On physical exam, her body mass index was 16.8. There was mild tenderness in the left lower quadrant and, on pelvic examination, tenderness in the left adnexa. Her left sacroiliac joint was quite tender to palpation. Additional laboratory testing included negative antinuclear antibody panel and negative stool cultures. Dr Sorensen reviewed all of the patient's previous scans and confirmed the presence of sacroiliitis. Her human leukocyte antigen B27 was negative.
Dr. Sorensen suspected a diagnosis of Crohn's disease, and this was confirmed with lower endoscopy and biopsy of the terminal ileum. The patient was treated with mesalamine with improvement of her symptoms.
Through a lens, narrowly
As we heard this case, we were reminded of the parable of the blind men and the elephant. There are versions of this tale in many cultures, each slightly different, but the most famous one is the Hindi version popularized by John Godfrey Saxe in his poem. A group of blind men touch an elephant to determine what it is like. Each one touches only one part of the elephant, and they then can't agree. In the case of this young woman, each specialist viewed the patient's symptoms in the context of his or her own specialty.

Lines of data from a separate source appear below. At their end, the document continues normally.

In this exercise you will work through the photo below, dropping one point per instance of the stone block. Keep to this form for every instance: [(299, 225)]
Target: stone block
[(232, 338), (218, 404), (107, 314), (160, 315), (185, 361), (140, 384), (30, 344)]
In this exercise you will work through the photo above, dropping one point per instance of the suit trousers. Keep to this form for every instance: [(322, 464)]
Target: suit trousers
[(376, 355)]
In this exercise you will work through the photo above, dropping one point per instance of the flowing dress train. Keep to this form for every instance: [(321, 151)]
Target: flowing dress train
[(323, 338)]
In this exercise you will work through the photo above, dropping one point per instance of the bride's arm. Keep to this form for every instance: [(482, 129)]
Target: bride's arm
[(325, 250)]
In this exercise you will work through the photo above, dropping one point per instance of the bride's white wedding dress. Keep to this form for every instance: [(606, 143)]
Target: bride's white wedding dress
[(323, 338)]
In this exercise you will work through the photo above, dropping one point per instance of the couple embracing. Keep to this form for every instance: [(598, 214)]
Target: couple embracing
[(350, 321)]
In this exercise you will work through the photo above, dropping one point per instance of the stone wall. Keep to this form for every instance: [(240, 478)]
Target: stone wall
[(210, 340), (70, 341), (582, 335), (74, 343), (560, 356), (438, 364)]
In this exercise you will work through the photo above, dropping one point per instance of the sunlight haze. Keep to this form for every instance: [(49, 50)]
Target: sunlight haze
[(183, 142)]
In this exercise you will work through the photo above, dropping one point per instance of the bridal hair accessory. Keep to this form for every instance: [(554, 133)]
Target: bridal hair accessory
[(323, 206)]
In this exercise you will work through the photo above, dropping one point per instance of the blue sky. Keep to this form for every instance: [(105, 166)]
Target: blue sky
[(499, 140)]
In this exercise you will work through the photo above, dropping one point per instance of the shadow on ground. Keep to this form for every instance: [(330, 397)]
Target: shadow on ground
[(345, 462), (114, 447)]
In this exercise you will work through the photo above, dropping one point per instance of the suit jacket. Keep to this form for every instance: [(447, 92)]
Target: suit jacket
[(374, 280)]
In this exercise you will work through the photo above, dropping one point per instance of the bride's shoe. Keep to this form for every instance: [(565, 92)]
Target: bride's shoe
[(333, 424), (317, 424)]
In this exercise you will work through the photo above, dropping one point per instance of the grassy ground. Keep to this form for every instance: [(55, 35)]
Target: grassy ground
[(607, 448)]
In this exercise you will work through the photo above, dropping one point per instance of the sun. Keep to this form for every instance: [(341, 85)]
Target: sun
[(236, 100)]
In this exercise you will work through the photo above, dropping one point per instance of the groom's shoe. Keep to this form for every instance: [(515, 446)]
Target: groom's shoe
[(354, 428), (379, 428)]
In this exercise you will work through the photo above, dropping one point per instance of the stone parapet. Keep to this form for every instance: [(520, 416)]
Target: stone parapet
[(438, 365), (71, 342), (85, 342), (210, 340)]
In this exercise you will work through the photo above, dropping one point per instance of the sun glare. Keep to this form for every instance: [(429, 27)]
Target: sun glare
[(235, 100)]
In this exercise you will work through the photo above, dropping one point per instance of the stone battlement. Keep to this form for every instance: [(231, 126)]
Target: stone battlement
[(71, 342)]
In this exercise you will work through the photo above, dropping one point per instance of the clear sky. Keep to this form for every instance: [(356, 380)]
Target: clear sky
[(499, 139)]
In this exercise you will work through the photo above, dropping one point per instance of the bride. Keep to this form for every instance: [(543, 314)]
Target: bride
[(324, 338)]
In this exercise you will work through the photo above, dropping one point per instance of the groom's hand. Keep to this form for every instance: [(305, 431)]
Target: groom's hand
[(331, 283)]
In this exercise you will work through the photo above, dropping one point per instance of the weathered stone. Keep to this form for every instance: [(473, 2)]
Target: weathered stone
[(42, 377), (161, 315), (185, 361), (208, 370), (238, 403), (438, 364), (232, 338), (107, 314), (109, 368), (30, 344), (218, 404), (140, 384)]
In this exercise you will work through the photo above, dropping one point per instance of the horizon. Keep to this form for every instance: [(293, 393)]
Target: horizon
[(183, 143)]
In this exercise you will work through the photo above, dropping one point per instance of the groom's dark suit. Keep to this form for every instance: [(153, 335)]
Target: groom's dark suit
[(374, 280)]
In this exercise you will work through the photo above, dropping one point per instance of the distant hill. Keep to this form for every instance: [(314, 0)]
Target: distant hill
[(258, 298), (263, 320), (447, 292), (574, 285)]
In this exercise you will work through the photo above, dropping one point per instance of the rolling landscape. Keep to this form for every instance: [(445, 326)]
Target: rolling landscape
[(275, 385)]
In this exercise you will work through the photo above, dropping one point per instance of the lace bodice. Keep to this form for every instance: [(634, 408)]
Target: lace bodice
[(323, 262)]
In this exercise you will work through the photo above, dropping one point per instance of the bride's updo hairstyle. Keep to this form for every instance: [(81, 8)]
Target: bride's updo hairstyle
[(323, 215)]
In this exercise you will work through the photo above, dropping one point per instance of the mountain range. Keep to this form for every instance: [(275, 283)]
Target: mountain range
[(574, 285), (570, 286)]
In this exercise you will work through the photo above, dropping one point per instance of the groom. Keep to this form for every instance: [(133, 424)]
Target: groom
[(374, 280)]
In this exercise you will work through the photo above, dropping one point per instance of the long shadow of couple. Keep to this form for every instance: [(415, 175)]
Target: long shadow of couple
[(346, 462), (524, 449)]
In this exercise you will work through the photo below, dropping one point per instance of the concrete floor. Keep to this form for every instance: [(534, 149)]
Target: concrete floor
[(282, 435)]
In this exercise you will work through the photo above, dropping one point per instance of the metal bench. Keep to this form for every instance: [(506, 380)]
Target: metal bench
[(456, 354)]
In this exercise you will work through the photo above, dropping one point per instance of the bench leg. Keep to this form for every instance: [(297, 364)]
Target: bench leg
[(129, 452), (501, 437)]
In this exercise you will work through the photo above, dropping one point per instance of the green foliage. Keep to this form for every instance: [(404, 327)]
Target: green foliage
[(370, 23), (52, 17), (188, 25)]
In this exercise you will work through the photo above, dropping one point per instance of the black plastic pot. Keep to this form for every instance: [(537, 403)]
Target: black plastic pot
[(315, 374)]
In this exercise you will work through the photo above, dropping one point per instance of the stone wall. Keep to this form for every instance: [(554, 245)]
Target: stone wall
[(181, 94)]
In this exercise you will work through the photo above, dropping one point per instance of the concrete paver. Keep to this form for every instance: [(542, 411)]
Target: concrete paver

Each saw the patient's problems through a narrow lens, and demonstrated a mix of anchoring and availability. Anchoring is seizing upon the first bit of information that you encounter, analogous to grasping the elephant's tail or its tusk or its leg. Availability is calling up what is most familiar or dramatic in past encounters, and understandably, specialists think about diagnoses within their own field, because they are most experienced with these disorders and they consider them first. Indeed, as the case unfolded, each of us immediately thought of diagnoses in our own disciplines: malignancy as an oncologist (Dr. Groopman), adrenal insufficiency or hyperthyroidism as an endocrinologist (Dr. Hartzband).
It is particularly the role of the internist to consider the disparate fragments of the patient's history, examination and evaluation and knit these pieces together to arrive at the correct diagnosis, mindful that each isolated part of the “elephant” must be combined with the others to yield the correct form.